REID: -is the worst thing in the world.

SHARPTON: Yes.

REID: And they in a sense have an incentive to make the country fail if necessary just so he'll fail. But now that he is not running for re-election you'd think that incentive would lift, but it really isn't lifting, with their base, with re-elects coming up in the midterms, their incentive is exactly the same. They're running against President Obama.

(...)

SHARPTON: And, you know, Joy, the president was in North Carolina today. And this is a state that shows just how unfair the GOP economic policies are. As of this year, the state has given millionaires a $10,000 tax cut by raising taxes on the poorest 900,000 families.

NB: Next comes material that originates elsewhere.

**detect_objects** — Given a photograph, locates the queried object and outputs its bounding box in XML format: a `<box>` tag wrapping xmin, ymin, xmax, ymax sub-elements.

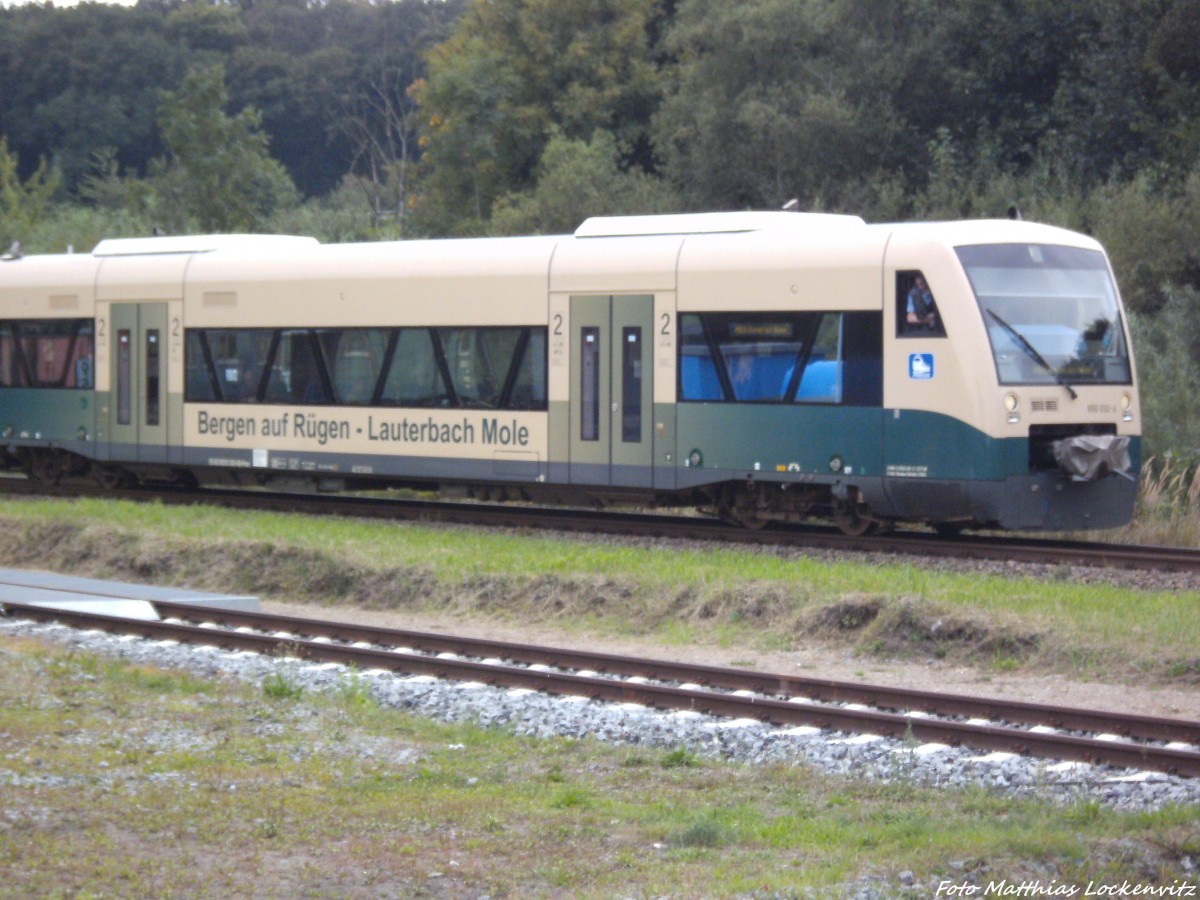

REID: Yeah, and I think that for a lot of the country they look at numbers like the ones that you just showed, and it just really seems confounding. But for the Republicans in the House in particular and increasingly in the Senate their political incentives are driven only by concerns about the base. Midterm elections are base elections, they're not elections where you really so much concerned about independents.

And I disagree just a little bit with Jared that they have any incentive at all to try to grow the economy or present positive ideas. Because with their own base the only things they really do care about and that really unite them are abject hatred of President Obama and this mania about cutting spending, the idea that the government should spend nothing.